If something cannot go on forever, well then, it will eventually stop. So said economist Herbert Stein when he made this obvious but insightful observation. Trees do not grow to the sky, and matters that are truly unsustainable eventually come to an end.
The most recent example of something that can’t go on forever has been the inflows into low-cost, passive index funds, primarily to the detriment of higher-cost, actively managed funds. As the Wall Street Journal reported:
For the first six months of 2018 the amount of money going into all U.S. passive mutual funds and exchange-traded funds was down 44 percent from the same period a year earlier.
The decade after the financial crisis saw rivers of money gushing into the three biggest indexers — Vanguard Group, BlackRock Inc. and State Street Corp. These firms now manage almost $15 trillion in equities and fixed-income funds. All three are many times larger than they were in the mid-2000s.
During the fat part of the inflows, many fearful explanations were cited as a reason. Some were simply silly: indexing was Marxist, or nonprofit or Socialist, a bubble soon to burst, dangerous to the economy, and so on. Others were less histrionic, but just as misinformed and wrong.
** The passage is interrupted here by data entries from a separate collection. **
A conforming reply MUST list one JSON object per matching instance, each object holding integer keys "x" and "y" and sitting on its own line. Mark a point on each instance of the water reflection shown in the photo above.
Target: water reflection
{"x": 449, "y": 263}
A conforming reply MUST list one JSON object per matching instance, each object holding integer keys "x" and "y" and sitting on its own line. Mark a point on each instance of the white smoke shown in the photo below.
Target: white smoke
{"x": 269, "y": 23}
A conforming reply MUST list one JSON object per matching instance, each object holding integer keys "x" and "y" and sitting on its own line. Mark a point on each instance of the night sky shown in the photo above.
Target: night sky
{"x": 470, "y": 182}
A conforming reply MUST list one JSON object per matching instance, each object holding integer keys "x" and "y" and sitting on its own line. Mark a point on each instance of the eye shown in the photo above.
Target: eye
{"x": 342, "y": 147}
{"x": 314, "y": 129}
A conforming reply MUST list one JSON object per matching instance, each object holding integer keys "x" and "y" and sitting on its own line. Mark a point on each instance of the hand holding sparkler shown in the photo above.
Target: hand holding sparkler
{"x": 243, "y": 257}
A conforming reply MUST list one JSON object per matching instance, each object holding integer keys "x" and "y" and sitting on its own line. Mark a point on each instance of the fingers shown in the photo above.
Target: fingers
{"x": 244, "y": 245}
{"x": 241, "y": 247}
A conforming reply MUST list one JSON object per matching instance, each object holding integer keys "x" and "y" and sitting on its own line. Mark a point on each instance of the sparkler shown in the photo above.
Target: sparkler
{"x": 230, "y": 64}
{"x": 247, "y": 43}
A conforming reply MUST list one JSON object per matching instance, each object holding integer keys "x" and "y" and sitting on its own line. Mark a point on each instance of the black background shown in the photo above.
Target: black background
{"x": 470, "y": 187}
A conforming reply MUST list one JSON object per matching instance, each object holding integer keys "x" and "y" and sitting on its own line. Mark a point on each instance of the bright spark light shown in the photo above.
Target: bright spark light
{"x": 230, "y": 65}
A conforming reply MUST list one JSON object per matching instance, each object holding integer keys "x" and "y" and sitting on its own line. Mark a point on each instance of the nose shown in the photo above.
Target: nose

A more factual explanation for the shift toward indexing is: 1) Changing business models in the money-management business with the move away from commission brokerage accounts and toward fee-based advisory; 2) investors were not getting the promised gains from many active managers, especially hedge funds and other alternative investments; 3) investors became disillusioned by a series of accounting frauds, analyst scandals, scams and Ponzi schemes in the 2000s; 4) a sense that markets were rigged against the little guy sent them looking for other options; 5) the broad acceptance of behavioral economics led many people to recognize that they lack the skills and temperament to actively manage their own money; and 6) repeated crashes and volatility in equities, commodities and housing finally exhausted the patience of a generation of investors.
There are many more reasons, but those intellectually and mathematically supportable explanations suffice for the purposes of today’s discussion on sustainable trends.